The stock market crash in March scared many, myself included. A couple of weeks later, I started wondering about when to get back into investing as I was scared of missing the rebound. Maybe you’re in the same boat, sitting on cash and worried about missing out on the recovery in stock prices over the next few weeks. In any case, how do you get back into the stock market and not miss out on the recovery?
First, always remember that timing the market is never a good idea. I promise, if you can find someone who can perfectly time the stock market, then you’ve found yourself a billionaire.

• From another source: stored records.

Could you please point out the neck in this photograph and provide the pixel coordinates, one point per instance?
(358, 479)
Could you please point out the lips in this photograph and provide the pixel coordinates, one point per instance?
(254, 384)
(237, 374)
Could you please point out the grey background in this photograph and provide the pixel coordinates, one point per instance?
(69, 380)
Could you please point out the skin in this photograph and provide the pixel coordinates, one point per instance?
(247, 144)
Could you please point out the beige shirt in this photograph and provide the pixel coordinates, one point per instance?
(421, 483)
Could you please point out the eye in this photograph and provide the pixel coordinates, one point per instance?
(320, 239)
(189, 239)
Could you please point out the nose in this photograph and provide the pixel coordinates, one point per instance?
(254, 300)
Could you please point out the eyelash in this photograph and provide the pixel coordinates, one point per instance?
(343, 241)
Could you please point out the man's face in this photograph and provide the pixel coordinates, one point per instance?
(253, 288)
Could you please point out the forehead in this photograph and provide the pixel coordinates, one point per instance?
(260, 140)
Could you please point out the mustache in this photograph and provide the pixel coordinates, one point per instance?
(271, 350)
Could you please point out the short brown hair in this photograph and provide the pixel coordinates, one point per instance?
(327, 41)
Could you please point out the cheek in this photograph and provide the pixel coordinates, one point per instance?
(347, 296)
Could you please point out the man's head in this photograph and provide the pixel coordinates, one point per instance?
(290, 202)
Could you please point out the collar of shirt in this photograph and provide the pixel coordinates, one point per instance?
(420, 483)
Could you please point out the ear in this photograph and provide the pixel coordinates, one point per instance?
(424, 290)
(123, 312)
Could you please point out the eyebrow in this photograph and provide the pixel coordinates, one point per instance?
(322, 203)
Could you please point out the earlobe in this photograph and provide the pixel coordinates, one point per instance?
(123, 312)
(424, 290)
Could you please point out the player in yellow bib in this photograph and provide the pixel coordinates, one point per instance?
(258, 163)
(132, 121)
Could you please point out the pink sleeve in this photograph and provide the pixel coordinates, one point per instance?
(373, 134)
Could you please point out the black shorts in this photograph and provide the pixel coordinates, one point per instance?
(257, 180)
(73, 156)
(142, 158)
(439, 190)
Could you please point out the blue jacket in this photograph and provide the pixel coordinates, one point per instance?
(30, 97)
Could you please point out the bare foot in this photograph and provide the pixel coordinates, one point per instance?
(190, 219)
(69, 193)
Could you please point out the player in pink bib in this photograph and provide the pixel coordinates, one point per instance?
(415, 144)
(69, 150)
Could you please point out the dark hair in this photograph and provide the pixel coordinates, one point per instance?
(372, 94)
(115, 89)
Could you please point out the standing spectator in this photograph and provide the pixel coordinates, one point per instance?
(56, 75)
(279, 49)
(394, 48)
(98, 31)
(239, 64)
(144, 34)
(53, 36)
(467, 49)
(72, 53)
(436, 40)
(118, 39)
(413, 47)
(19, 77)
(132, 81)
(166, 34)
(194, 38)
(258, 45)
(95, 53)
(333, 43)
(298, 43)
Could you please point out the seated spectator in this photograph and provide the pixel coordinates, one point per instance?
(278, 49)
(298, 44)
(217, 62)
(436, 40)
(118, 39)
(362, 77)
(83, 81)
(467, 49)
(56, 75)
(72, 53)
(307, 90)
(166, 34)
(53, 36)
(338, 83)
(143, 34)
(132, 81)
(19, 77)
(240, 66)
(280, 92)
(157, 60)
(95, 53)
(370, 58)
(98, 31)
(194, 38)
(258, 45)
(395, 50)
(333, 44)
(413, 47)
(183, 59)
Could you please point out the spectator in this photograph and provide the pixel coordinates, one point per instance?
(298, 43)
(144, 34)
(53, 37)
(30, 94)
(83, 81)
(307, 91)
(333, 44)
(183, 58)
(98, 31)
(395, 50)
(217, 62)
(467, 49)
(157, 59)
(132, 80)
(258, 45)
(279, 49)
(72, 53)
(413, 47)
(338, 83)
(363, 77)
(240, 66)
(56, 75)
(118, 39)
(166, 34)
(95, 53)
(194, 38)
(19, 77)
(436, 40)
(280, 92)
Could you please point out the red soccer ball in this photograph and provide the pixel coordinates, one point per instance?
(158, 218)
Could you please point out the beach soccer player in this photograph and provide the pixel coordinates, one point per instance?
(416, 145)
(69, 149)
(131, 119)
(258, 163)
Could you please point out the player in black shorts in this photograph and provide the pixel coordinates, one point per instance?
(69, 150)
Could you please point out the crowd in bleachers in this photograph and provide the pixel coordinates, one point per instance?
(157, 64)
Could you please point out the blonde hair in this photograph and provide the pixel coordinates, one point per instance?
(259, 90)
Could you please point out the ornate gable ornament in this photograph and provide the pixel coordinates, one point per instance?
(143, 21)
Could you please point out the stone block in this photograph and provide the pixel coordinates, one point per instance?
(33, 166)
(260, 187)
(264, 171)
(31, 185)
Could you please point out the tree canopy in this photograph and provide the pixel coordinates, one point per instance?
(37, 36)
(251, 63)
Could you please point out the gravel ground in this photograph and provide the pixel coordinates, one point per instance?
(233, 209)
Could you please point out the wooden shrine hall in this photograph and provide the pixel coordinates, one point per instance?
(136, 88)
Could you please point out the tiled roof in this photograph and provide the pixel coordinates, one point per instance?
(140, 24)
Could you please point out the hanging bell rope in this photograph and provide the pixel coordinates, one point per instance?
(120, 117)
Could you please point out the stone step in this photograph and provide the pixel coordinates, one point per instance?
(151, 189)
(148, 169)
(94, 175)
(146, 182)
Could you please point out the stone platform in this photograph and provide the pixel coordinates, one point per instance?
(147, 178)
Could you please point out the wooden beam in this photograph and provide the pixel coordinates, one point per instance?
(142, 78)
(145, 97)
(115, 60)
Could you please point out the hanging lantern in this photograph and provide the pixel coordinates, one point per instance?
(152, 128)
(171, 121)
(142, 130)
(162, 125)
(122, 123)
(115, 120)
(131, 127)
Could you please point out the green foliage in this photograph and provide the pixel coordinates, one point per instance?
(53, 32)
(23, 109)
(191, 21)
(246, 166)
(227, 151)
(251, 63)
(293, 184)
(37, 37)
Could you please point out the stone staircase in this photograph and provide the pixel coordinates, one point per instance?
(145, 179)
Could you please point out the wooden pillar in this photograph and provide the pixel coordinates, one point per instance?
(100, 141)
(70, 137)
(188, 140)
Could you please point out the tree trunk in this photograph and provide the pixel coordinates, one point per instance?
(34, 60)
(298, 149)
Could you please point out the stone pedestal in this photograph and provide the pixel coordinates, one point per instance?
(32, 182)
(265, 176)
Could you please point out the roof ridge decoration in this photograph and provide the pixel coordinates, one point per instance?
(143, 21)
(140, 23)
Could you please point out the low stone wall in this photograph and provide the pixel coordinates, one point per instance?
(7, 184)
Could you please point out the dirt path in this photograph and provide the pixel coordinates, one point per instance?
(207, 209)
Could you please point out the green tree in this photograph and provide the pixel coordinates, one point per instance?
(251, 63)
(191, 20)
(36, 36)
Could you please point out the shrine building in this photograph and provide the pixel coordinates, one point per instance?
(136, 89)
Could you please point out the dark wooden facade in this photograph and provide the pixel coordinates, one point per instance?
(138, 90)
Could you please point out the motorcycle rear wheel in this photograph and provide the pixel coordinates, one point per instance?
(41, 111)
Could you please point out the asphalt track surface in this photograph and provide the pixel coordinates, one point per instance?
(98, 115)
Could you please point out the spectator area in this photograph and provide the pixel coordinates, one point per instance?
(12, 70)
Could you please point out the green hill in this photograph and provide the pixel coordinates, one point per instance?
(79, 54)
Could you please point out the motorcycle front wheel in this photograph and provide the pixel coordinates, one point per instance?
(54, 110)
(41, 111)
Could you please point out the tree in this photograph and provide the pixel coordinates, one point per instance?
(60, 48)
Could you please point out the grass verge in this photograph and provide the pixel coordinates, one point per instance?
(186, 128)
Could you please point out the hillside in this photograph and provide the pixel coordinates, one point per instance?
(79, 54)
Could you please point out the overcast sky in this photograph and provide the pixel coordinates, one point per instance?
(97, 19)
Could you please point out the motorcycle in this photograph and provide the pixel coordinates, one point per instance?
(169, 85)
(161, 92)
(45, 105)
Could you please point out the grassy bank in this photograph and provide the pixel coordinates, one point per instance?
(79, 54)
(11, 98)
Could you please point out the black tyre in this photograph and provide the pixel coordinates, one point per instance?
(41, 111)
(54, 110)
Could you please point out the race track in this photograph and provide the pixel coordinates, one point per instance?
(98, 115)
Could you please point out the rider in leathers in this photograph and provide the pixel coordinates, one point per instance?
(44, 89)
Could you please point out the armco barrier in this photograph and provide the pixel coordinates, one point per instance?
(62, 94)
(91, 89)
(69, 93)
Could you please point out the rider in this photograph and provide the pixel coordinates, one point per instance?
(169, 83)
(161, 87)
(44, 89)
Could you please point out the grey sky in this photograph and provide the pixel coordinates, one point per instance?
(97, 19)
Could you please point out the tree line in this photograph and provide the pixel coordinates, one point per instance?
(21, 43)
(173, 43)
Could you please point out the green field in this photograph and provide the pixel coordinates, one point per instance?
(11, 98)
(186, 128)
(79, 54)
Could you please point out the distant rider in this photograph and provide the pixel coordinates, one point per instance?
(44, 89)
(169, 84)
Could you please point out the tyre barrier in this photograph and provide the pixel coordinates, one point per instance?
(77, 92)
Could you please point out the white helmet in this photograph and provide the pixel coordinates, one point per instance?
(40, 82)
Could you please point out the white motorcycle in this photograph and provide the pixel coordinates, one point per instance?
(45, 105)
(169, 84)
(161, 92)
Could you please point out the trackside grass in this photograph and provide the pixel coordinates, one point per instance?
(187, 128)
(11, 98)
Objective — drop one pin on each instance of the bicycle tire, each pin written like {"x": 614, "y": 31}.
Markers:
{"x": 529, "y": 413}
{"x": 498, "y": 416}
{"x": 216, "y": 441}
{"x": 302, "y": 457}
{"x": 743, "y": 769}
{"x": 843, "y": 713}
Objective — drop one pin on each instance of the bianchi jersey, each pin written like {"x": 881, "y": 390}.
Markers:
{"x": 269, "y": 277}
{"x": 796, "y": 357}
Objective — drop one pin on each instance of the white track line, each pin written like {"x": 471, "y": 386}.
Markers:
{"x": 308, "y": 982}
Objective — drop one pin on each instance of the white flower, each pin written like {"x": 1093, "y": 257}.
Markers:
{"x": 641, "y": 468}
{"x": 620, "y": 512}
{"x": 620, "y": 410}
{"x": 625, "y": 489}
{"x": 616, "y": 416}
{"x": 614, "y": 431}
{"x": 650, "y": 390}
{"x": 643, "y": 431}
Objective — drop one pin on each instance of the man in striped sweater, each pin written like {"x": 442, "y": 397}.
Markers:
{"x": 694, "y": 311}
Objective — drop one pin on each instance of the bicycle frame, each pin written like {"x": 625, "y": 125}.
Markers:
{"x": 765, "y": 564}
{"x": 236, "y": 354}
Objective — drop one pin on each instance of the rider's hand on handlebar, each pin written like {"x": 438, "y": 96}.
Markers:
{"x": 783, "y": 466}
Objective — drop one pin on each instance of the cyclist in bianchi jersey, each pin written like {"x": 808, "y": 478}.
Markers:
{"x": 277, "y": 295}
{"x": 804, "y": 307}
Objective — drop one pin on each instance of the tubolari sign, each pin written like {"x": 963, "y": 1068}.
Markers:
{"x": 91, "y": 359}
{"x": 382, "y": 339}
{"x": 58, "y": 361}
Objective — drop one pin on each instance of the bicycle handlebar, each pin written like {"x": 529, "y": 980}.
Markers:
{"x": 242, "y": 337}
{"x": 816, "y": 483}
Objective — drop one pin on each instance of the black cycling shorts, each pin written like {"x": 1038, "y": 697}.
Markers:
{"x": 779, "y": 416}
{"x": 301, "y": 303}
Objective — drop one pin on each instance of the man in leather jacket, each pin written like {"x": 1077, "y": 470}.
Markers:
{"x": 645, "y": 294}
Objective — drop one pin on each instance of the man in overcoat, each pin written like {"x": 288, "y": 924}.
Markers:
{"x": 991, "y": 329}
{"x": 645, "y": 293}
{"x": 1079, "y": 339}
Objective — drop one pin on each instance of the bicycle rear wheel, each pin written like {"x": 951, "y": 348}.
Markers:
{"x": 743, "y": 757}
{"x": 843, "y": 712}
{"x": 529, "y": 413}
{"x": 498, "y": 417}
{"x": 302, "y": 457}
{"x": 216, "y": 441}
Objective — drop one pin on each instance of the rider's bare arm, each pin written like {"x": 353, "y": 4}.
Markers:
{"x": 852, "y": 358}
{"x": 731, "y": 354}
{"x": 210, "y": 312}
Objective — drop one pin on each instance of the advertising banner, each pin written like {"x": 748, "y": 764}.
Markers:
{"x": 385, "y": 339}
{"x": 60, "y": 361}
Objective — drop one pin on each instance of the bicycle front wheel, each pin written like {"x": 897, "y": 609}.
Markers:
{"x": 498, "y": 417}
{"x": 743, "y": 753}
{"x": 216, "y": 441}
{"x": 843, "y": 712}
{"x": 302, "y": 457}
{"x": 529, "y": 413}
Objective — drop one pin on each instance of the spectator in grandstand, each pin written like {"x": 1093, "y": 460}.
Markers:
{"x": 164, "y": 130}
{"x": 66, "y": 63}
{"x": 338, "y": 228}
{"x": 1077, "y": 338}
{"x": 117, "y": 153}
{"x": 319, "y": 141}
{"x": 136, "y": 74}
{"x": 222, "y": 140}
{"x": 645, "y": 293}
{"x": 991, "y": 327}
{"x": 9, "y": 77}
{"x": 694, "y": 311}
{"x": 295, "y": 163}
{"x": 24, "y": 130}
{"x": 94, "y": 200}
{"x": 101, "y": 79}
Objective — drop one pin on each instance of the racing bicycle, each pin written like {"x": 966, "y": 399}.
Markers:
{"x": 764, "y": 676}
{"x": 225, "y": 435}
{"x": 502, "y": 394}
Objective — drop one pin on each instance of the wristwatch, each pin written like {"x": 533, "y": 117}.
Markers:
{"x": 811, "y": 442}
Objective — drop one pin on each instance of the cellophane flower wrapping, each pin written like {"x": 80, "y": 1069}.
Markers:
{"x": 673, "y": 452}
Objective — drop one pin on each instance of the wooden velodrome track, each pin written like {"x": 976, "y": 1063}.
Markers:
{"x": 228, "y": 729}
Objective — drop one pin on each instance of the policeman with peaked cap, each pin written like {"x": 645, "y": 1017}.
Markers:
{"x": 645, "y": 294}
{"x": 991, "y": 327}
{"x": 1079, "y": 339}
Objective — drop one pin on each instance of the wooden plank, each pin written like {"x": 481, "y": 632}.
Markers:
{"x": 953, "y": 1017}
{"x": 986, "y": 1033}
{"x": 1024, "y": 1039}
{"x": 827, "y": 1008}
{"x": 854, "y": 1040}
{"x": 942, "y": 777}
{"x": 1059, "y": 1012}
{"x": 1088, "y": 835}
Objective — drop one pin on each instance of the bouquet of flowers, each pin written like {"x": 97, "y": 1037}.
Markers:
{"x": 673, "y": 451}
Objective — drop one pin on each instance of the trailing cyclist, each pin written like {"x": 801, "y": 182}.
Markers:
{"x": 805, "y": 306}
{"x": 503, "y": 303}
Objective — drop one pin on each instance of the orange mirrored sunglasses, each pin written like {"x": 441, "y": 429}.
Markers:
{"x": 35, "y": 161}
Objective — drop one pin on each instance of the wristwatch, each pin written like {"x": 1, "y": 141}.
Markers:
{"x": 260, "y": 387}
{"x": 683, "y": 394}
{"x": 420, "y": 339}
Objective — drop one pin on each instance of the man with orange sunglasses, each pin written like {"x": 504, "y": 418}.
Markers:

First thing to remember is, since investing in the stock market is always risky, a downturn is only bad if you need your money soon. This is why you shouldn’t buy stocks with money you’ll need in the next couple of years. In any case, if you do want to get back into the market, consider doing the following.
Boost Your Emergency Fund
Perhaps one of the most important rules of investing is to never use money you need for living expenses. To avoid feeling as though your financial future is going down the drain, keep enough money in an emergency fund. If you anticipate needing that money in two years or less, then a better alternative would be putting it in money markets or CDs that you can draw on. It’s easier to relax and let your long-term investing work when you know that your cash needs are taken care of in the short-term.
Set Your Allocation
Before you can even start investing, make sure you figure out how much of your portfolio you want in stocks under “normal” conditions. Your allocation would probably depend on your investing goal and age. Setting a baseline would help you avoid making panic decisions.
Have a Solid Plan
A stable financial plan will take stock market volatility into account. Regardless of whether you’re a novice or expert, understanding your emotional fortitude, investing objectives and time horizon will help shape the plan.
Investing should not be emotional. It should be very rational and it should key off of a financial plan.
There are plenty of ways of investing and many investing theories. Finding one that suits you and sticking with it is the key to making your plan work.
Remember Your Risk Tolerance
You have to realize that investing in the stock market is inherently risky. What makes winning long-term returns is being able to ride out the unpleasantness and remain invested for the eventual recovery. If you’re the type to panic during times of stock market volatility, it won’t matter if you can double or triple your money in a particular holding because you won’t make it to the end — at least not with your sanity intact. A financial plan only works when you can stick with it. You can do that if you know how much volatility you’re willing to stomach in exchange for higher potential returns.
Be careful to not let your fear of regretting a decision paralyze you. This is when you don’t invest because you are afraid of buying at the top and losing money. And then when the market goes up without you, you end up feeling like kicking yourself. The best way to deal with this is to average your positions over time. Rather than trying to time the market, just buy in at a range of different price points. You can do this by investing equal dollar amounts in the market at regular intervals of time.
Don’t Forget About Stop-Loss Orders
If you buy individual stocks or ETFs, you can put a stop-loss avoid losing a lot of money. A stop-loss order is placed with your brokerage to buy or sell once the stock reaches a certain price. For example, if you set a stop-loss order for 10% below the price at which you bought the stock, it will limit your loss to 10%. A stop-loss order would be a good way to mitigate the downside when the stock market does down.